Nous disions de Sue (voir supra, p. 163) qu’elle demeure une énigme pour le texte et pour le protagoniste. La réalité du corps voudrait se nier chez ce personnage (au contraire d’Arabella) qui donne l’impression d’un être humain sensible et libre plutôt que d’une femme à part entière : Jude l’appelle “dear, free Sue Bridehead” (J 226). Jude ne comprend pas (“Yet she seemed unaltered – he could not say why.” J 225) mais le narrataire sait que Sue n’a pas consommé son mariage, et le narrateur souligne qu’elle n’est pas faite pour l’union maritale (J 224 et 261). Pour citer d’autres exemples : “you are absolutely the most ethereal, least sensual woman I ever knew to exist without inhuman sexlessness” (J 412) ; notons qu’ici Jude semble répondre aux critiques qui voient en Sue une image perverse et effrayante de la femme (cf. D. H. Lawrence, cité p. 160). Le texte souligne donc tantôt son appartenance générique du côté des femmes, tantôt il la remet en question : “You are, upon the whole, a sort of fay, or sprite – not a woman!” (J 422). Sue représenta sans doute un pénible et délicat travail de création pour Hardy ainsi que le suggère Penny Boumelha : “the numerous revisions in which Hardy removes expressions referring to Sue’s warmth and spontaneity and substitutes references to her reserve or coolness […] should be seen, rather, as her response to the complexities and difficulties of her sexuality and its role in her relationships than as a straightforward denial of it.” (Boumelha, in Jude , Norton, p. 440).

401.

Sue semble évoluer dans le monde des idées de Platon, et prend soin de toujours se dissocier de toute matérialité.
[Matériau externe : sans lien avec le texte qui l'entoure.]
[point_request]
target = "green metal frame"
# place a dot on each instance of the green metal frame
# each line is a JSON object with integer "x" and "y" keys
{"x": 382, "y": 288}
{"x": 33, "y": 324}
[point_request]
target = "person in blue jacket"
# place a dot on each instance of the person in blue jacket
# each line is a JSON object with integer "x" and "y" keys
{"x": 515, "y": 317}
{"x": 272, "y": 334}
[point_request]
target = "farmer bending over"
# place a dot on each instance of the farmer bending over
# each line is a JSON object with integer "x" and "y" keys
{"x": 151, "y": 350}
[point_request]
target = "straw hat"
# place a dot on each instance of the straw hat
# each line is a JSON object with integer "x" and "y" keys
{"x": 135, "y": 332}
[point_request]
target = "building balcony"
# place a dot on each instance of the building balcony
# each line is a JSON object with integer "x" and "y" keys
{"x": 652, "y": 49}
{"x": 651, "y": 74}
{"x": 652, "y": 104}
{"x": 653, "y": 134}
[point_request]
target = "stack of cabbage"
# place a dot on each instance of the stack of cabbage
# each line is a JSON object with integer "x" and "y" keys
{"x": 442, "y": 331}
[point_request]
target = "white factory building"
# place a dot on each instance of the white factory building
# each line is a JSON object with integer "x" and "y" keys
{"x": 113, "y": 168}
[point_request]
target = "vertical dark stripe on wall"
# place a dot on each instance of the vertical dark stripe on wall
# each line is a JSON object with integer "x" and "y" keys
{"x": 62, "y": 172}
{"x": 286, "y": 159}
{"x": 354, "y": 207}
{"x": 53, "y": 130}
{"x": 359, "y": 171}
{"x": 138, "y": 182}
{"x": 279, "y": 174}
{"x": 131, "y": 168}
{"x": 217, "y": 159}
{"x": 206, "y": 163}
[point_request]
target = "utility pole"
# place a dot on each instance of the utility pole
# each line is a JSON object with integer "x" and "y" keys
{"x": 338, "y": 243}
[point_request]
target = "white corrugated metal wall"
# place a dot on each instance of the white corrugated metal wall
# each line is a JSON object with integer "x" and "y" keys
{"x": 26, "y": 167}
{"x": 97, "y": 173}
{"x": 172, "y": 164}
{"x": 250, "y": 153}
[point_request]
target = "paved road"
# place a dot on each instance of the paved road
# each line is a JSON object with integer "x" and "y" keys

On peut noter par exemple qu’elle est piètre gestionnaire puisqu’elle perd, dans un mauvais placement, l’argent que son ami étudiant lui avait confié (J 178).

402.

Extrait de “Hymn to Prosperine”. Swinburne, que Hardy affectionnait, demeura isolé de ses contemporains par son insistance sur la fonction qu’avait selon lui la poésie d’exprimer avant tout la beauté, tandis que le roman, genre nettement plus productif à cette époque, recherchait à dépeindre une expérience d’ordre moral.

403.

Remarquons que cette expression est un écho à l’utilitarisme prôné par John Stuart Mill, auteur fétiche de Sue. La devise de cette idéologie se résumait ainsi : “the greatest happiness for the greatest number of people.” Sue en vient donc à rejeter l’enseignement auquel elle avait jusqu’alors cru fermement. J. S. Mill et Jeremy Bentham pensaient que la douleur et le plaisir étaient à l’origine de toute action humaine. Le seul critère de jugement moral du comportement humain devenait donc le bonheur procuré ou non par une action. A la lumière de cette pensée, l’histoire de nos deux protagonistes serait tout à fait immorale. C’est finalement Arabella qui serait le modèle à suivre puisqu’elle apparaît bien vivante à la clôture du roman, elle qui manipule l’ordre symbolique pour parvenir à ses fins.

404.

“Clip” signifie tailler ou rogner, comme lorsqu’on prive un oiseau de sa liberté. “Prune” désigne également l’action de tailler, d’élaguer. Ces deux mots évoquent la coupure qui vient constituer le sujet lorsqu’il accepte que l’objet chute : « refendu par le langage, effet de langage, le sujet est, aussi, simple effet de perte, car c’est de ces chutes de jouissance que constituent les objets a qu’il se soutient dans son être » (Cottet, in G. Miller, p. 26). Sue doit s’abandonner au désir de l’Autre pour accéder au rang de sujet : elle doit être femme face au désir masculin et donc reconnaître que, « [p]our elle, la castration est un fait accompli » (G. Miller, p. 86).

405.

Voir supra, p. 166. A l’époque où Hardy écrit ces mots, l’homosexualité, c’est-à-dire l’inversion des attirances sexuelles, était considérée comme un comportement pervers (du latin perversus, qui signifie renversé). C’est donc une telle accusation qu’il rejette. Cependant la perversion du personnage apparaît sous d’autres aspects.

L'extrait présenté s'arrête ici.